Case Study: Chronic Ingrown Toenail in a 14-Year-Old Boy

Ingrown Toenail Surgery

Case Study: Chronic Ingrown Toenail in a 14-Year-Old Boy

A 14-year-old boy presented at Leading Edge Podiatry with a chronic ingrown toenail in his left big toe. He reported that the pain had been present for 4 weeks. He initially saw his General Practitioner who prescribed antibiotics Flucloxacillin for 10 days. This helped reduce some of the pain initially however, after 2 weeks it became more inflamed with a large red lump of skin forming on the side of the nail. He has been salt bathing the foot but it is not providing much pain relief. He previously had the same issue on the same toe 1 year ago and 6 months ago. His father also has had some ingrown toenail problems. He was a keen soccer player and had been unable to play due to the pain.

Ingorwn toenail


Patient’s Pain Symptoms

The patient reported that the pain was present in his left big toe. The onset of pain was when he first noticed the nail growing into the skin. It was initially sore just wearing shoes but recently sore with pressure against bedsheets and socks. The pain was worse when wearing shoes and when playing soccer. The patient described the pain as a sharp, throbbing sensation in the toe. There was pus initially when seeing the General Practitioner but none since. It is too sore to touch. The patient has a history of anxiety with needles. His goal is to return to playing soccer.
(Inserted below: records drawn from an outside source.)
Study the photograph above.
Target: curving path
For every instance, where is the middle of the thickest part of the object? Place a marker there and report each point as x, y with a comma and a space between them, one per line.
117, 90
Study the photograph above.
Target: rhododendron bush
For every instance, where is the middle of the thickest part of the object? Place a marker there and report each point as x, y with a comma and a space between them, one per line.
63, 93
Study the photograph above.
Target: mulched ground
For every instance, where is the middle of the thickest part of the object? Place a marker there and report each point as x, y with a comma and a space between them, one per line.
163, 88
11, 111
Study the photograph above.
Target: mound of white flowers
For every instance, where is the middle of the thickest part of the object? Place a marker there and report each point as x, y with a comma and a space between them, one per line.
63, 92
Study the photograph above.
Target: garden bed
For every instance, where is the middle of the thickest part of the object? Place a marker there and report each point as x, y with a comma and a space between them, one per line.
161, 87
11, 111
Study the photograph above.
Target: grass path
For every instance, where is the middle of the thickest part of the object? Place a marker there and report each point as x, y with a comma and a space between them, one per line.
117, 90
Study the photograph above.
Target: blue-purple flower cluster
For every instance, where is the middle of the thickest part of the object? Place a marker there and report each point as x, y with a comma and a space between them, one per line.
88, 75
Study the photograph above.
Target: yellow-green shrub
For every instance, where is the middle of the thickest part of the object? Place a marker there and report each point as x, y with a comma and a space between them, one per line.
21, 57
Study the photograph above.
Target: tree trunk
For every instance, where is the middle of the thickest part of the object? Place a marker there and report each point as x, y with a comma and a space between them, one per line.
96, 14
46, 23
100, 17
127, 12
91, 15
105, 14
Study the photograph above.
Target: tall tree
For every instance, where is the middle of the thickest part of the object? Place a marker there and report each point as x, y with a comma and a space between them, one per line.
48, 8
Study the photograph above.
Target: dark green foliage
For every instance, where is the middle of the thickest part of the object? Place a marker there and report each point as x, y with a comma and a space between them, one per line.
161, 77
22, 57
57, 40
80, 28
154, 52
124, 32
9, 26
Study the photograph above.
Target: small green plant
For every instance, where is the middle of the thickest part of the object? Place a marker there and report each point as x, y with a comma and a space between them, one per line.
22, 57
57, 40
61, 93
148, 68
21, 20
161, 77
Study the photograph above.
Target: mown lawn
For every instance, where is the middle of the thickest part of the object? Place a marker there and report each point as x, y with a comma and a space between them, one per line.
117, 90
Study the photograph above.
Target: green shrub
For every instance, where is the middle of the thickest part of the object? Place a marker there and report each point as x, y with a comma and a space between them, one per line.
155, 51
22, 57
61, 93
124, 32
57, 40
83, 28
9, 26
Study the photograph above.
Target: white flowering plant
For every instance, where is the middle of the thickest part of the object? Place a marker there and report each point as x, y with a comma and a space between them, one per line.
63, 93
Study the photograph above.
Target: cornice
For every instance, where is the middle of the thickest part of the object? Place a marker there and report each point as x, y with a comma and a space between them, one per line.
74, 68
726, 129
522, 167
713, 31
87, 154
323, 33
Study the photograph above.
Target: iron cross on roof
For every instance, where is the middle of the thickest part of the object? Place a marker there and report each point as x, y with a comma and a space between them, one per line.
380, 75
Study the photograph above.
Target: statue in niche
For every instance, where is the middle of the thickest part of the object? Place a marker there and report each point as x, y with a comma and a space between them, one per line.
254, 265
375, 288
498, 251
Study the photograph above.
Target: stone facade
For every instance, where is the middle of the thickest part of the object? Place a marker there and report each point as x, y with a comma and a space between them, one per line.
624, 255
Examination and Assessment

The podiatrist carried out a thorough examination, beginning with a comprehensive history-taking. The patient’s foot was examined and compared to the opposite foot’s big toe. The toenail is curled at the sides and very broad pushing against the skin. It was too tender to press, warmth was noted and red inflamed raw tissue was noted. No pus or discharge was observed.

Ingorwn toenail surgery


Diagnosis and Treatment

The podiatrist diagnosed the patient with a chronic ingrown toenail. Unfortunately, the antibiotics only helped settle the bacterial infection. The nail was still piercing into raw skin/tissue and not settling the pain. Given the family history and ongoing issue with the ingrown toenail, the patient was recommended to have minor ingrown toenail surgery. This involves injecting a local anaesthetic and removing the offending edge (partial nail avulsion) and applying a chemical to burn the “root” of the nail to prevent regrowth. To complete local anaesthetic injection the patient was first administered Methoxyflurane (aka “The Green Whistle”) which reduced the anxiousness of the patient and the pain from the injection.

The nail surgery involved removing the offending edge and inflamed tissue and applying phenol to the nail matrix. The nail surgery took 20 minutes to complete and without complications. The patient was advised to wear open-toed shoes and to keep the area clean and dry and reviewed 2 days later. His mother helped take the patient to and from the clinic back home

Upon the review appointment, the pain was only mild for the 24 hours following nail surgery. The inflamed skin had greatly reduced. The patient was then advised to redress daily for the following 2 weeks with reviews taking place weekly. He was able to wear enclosed shoes and complete day-to-day activities, just avoid running and kicking ball sports. After the 3-week review, the toe was no longer sore, a scab had formed at the surgical site. The patient was very pleased with the outcome as he could return to soccer and had no worries about the ingrown toenail recurring.